Measurements of spin-orbit interaction in epitaxially grown InAs nanosheets

TL;DR

This study investigates the spin-orbit interaction in epitaxially grown InAs nanosheets, revealing strong spin-orbit coupling and promising applications in spintronics and quantum devices through low-temperature transport measurements.

Contribution

It provides the first detailed measurement of spin-orbit length in epitaxial InAs nanosheets, demonstrating their potential for quantum technology applications.

Findings

Spin-orbit length is approximately 150 nm.

The nanosheet exhibits excellent electrical properties.

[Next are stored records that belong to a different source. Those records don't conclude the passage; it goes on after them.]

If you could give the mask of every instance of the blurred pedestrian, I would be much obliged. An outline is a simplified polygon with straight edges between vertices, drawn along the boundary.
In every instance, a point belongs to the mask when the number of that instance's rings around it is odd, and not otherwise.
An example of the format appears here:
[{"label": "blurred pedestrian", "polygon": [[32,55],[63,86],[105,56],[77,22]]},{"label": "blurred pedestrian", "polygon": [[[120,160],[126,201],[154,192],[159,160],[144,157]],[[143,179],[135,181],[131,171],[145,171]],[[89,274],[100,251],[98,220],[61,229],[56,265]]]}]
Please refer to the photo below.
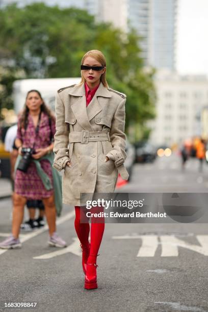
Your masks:
[{"label": "blurred pedestrian", "polygon": [[24,205],[27,199],[40,198],[45,206],[48,244],[60,247],[66,246],[56,232],[55,195],[58,194],[61,180],[52,170],[54,143],[51,141],[55,132],[55,117],[40,92],[29,91],[22,116],[18,119],[15,140],[19,155],[15,164],[12,235],[0,243],[0,248],[21,247],[18,237]]},{"label": "blurred pedestrian", "polygon": [[[19,117],[21,114],[19,114]],[[5,149],[10,154],[10,180],[12,185],[12,200],[14,189],[14,167],[18,157],[18,148],[15,145],[15,139],[17,135],[17,124],[11,126],[8,131],[5,139]],[[31,231],[36,228],[40,228],[45,225],[44,221],[44,207],[42,200],[28,200],[27,206],[29,210],[29,220],[21,224],[21,229]],[[39,216],[35,219],[36,209],[39,211]]]},{"label": "blurred pedestrian", "polygon": [[80,195],[113,192],[118,172],[128,179],[123,164],[126,157],[126,96],[109,88],[106,61],[100,51],[87,52],[81,69],[81,83],[60,89],[57,94],[54,166],[59,171],[64,169],[63,202],[74,205],[74,226],[83,251],[84,287],[94,289],[97,288],[96,259],[105,228],[104,217],[95,214],[103,212],[103,207],[90,209],[90,244],[89,218],[85,210],[86,201]]},{"label": "blurred pedestrian", "polygon": [[202,171],[203,162],[206,154],[205,141],[200,139],[196,146],[196,157],[199,161],[199,171]]}]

Strong spin-orbit interaction is confirmed.

Abstract

We report on a low-temperature transport study of a single-gate, planar field-effect device made from a free-standing, wurtzite-crystalline InAs nanosheet. The nanosheet is grown via molecular beam epitaxy and the field-effect device is characterized by gate transfer characteristic measurements and by magnetic field orientation dependent transport measurements. The measurements show that the device exhibits excellent electrical properties and the electron transport in the nanosheet is of the two-dimensional nature. Low-field magnetoconductance measurements are performed for the device at different gate voltages and temperatures, and the characteristic transport lengths, such as phase coherent length, spin-orbit length and mean free path, in the nanosheet are extracted. It is found that the spin-orbit length in the nanosheet is short, on the order of 150 nm, demonstrating the presence of strong spin-orbit interaction in the InAs nanosheet. Our results show that epitaxially grown, free-standing, InAs nanosheets can serve as an emerging semiconductor nanostructure platform for applications in spintronics, spin qubits and planar topological quantum devices.